IS428 - Assignment 5

1.Overview

This interactive visualization is aimed to explore patterns in the Netflix dataset, which is available on Kaggle. (https://www.kaggle.com/shivamb/netflix-shows) This dataset consists of TV shows and Movies available on Netflix as of January 2021, collected from Flixable which is a third-party Netflix search engine.

1.1 Design Challenges

The first design challenge is to have an overview of the distribution of produced Netflix Movies and TV Shows and in the different countries. To do so, a choropleth map is used to show the number of Movies/ TV Shows produced in each country. A Bar chart showing the top 10 countries which produced the most Movies/ TV Shows is also included.
To find out if there are any obvious differences in the duration of Movies/ TV Shows in the different countries. A box plot is selected as it summarises the spread and variation of the Netflix contents in each country. The box plot also shows if there are any outliers or skewness and allows for easy comparisons between countries.
To determine the top 20 genres for both Movies and TV Shows. A Bar Chart is used for this.
The last design challenge is to find the top 10 directors and actors for both Netflix Movies and TV Shows, which is shown in a datatable.

2. Proposed Design Sketch

3. Data Viz Step-By-Step

3.1 Install and Load R packages

Let us start be installing the required packages and libraries.

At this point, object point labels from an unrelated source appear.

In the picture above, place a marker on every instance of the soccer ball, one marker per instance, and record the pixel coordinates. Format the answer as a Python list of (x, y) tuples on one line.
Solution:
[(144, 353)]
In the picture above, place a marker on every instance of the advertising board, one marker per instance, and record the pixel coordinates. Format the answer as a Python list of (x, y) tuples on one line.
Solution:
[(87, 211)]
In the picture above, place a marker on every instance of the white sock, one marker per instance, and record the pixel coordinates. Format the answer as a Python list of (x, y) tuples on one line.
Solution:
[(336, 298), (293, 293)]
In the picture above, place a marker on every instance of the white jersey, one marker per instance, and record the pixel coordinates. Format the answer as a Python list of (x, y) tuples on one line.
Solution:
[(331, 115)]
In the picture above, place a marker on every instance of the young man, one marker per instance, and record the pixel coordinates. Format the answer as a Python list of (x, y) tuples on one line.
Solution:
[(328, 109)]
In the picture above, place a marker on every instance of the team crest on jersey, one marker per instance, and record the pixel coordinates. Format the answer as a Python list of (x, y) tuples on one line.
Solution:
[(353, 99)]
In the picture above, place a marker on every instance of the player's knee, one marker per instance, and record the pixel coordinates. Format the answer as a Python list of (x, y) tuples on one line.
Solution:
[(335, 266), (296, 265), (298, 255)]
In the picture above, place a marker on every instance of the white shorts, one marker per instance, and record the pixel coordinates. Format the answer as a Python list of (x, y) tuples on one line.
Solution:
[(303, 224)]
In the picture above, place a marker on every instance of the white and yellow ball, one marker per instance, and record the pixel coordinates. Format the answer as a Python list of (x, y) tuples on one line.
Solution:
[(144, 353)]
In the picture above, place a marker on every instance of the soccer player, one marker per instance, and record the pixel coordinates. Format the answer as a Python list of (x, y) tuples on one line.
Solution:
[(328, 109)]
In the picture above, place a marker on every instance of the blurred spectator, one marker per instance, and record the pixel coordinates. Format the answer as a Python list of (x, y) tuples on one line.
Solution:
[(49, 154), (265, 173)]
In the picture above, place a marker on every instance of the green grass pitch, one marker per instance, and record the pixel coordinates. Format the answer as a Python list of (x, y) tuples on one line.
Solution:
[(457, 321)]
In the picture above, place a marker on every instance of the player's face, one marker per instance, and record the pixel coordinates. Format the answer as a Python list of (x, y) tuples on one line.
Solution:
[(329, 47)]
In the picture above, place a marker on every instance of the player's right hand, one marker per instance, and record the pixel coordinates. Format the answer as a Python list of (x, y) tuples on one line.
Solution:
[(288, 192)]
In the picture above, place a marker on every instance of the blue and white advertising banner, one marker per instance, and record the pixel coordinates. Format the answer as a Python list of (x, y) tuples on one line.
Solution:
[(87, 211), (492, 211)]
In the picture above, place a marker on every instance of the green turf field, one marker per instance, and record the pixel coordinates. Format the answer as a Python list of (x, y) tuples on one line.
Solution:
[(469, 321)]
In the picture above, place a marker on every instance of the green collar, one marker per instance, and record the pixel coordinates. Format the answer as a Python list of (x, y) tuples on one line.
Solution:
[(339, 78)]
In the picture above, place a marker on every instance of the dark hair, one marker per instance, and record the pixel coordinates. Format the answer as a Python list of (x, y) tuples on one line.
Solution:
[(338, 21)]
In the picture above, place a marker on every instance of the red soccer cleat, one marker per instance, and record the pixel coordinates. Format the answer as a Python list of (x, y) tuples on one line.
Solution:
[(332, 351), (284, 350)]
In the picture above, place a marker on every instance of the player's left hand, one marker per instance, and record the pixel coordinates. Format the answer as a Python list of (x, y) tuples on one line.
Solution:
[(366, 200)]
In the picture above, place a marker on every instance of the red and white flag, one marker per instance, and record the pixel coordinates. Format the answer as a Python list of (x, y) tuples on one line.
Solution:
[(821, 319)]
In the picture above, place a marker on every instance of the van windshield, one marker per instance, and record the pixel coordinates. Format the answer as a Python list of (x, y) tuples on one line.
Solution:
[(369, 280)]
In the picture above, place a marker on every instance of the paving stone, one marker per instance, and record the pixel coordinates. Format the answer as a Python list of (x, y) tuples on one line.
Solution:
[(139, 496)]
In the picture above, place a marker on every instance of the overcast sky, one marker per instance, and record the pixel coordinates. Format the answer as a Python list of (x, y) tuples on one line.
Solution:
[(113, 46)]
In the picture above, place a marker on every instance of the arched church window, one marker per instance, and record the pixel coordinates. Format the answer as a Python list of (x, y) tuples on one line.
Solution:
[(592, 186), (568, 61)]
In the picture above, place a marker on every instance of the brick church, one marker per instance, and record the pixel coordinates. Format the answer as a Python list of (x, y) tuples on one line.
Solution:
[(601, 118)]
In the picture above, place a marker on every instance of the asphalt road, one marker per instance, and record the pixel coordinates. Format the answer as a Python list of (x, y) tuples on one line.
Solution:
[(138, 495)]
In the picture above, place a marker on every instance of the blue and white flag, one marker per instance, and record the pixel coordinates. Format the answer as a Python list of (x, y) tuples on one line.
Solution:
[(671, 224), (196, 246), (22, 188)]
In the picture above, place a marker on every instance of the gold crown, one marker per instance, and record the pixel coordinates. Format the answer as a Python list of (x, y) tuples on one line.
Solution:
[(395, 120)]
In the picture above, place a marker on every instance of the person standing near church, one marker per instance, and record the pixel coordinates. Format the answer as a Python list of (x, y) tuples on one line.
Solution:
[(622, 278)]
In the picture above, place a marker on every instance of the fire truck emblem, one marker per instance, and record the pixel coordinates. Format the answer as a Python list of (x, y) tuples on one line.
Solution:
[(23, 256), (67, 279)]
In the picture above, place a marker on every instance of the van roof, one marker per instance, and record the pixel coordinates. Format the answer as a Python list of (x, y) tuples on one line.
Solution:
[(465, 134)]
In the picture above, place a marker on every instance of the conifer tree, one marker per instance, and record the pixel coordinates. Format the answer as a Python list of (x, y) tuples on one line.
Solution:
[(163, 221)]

knitr::opts_chunk$set(echo = TRUE)

packages = c( 'dplyr', 'tidyverse', "RColorBrewer", "maps", "viridis", "plotly", 'gridExtra')

for(p in packages){
  if(!require(p, character.only = T)){
    install.packages(p)
  }
  library(p, character.only = T)
}

3.2 Dataset Overview

Next, load the dataset. There are 7787 rows in the netflix dataset. 2410 are listed as TV shows while the rest (5377), are listed as Movies. In the dataset, there are a total of 12 columns.

Column Names	Description
show_id	Unique ID for every Movie / TV Show
type	Identifier - A Movie or TV Show
title	Title of the Movie / TV Show
director	Director of the Movie
cast	Actors involved in the movie / TV show
country	Country where the movie / TV show was produced
date_added	Date it was added on Netflix
release_year	Actual Release year of the Movie / TV show
rating	TV Rating of the Movie / TV Show
duration	Total Duration - in minutes or number of seasons
listed_in	Genres of the Movie / TV Show
description	A brief summary of the Movie / TV Show

netflix_data <- read_csv("data/netflix_titles.csv") 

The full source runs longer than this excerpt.